Profile: Gemma Arterton
Next week is the start of previews for Nell Gwynne, the transfer from Shakespeare’s Globe that is set to appear at the Apollo Theatre in London’s West End. The show already earned praise for its run at the Southwark venuelast year and as a result there is already anticipation leading up to its next run.
But one thing that this run of performances has that the previous one didn’t is a star in Gemma Arterton, who returns to a West End stage following her last appearance in Made in Dagenham at the Adelphi Theatre. With tried and test material on the stage, plus a Hollywood star in Arterton, it is likely to be one of the year’s many hits.
But what is it about Gemma Arterton that ensures success for Nell Gwynne in the West End? We take a brief look at some of her career highlights.
Arterton was born in Kent in 1986 and performance was already in her blood thanks to family members that were involved in show business (albeit music rather than acting). She made her early acting debuts at school and eventually studied at RADA, so she was clearly seen by many as a future star.
This was proven true even before she graduated; appearing in professional productions in London and making her big screen debut whilst she was still studying. It meant that when she actually graduated she not only had a RADA qualification under her belt but some top credits to put on her CV as well.

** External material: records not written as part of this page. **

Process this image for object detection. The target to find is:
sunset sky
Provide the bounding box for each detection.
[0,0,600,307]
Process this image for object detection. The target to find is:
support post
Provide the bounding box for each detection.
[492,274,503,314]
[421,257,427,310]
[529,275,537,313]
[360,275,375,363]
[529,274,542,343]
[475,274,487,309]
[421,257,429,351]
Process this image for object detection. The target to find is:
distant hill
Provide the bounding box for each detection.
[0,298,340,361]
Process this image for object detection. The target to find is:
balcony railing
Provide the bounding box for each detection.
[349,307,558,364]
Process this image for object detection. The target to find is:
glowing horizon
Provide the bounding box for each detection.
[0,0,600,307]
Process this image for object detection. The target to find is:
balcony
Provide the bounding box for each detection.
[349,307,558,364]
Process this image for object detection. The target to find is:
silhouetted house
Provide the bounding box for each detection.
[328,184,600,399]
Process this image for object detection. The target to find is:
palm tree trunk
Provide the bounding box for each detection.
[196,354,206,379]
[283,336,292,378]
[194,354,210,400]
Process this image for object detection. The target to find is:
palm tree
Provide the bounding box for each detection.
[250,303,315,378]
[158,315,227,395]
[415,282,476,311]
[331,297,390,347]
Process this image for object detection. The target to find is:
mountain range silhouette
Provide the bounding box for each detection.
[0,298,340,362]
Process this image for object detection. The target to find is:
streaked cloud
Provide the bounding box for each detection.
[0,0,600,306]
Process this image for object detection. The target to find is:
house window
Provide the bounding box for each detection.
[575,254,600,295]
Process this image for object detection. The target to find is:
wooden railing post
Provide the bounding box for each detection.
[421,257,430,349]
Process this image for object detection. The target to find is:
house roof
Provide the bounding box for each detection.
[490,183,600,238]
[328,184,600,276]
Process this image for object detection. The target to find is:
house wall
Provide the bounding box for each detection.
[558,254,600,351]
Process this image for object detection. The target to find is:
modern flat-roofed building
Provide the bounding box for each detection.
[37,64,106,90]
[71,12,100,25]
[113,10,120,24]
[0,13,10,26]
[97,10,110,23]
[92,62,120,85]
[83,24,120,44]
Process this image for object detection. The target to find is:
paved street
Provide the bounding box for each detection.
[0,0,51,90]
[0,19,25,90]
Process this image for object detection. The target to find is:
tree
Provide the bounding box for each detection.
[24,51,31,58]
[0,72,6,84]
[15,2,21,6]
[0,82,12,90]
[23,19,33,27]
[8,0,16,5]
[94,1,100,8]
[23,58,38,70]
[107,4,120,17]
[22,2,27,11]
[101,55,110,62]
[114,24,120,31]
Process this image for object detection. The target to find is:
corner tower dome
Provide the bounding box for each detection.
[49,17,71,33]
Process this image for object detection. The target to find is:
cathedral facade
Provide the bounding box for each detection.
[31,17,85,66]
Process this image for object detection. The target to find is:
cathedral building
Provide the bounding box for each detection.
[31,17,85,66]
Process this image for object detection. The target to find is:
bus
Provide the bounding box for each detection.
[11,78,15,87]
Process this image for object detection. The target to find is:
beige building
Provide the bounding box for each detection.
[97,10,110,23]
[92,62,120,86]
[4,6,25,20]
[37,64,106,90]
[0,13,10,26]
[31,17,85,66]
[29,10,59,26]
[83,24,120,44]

In the years since she has barely been off our screens, with well known appearances in Blockbuster movies like the James Bond film Quantum Of Solace opposite Daniel Craig and the alternate fairy tale story Hansel & Gretel: Witch Hunters opposite Jeremy Renner. In between those performances she has also made her mark opposite other well known names like Philip Seymour Hoffman in The Boat That Rocked, Sam Worthington in Clash Of The Titans, Jake Gyllenhaal in Prince Of Persia and Tamsin Greig in Tamara Drewe.
But as we are here to talk about her latest trip to the West End it’s only right we talk about her work on the stage as well. With her first role in Love’s Labour’s Lost at Shakespeare’s Globe she went on to appear in The Little Dog Laughed at the Garrick Theatre in 2010 and has since returned to the Globe for The Duchess Of Malfi in 2014.
But it was her recent role in Made In Dagenham that has ensured her name is remembered in theatre circles. The musical production was based on the true story of factory workers in Dagenham who campaign for equal pay and was adapted from the film of the same name. It received national attention and attracted many theatregoers during its run.
And now Arterton returns to the West End for Nell Gwynne, once again tackling a true story of an actress and mistress to Charles II who made a big impression back in the 17th century.
It opens at the Apollo Theatre in early February.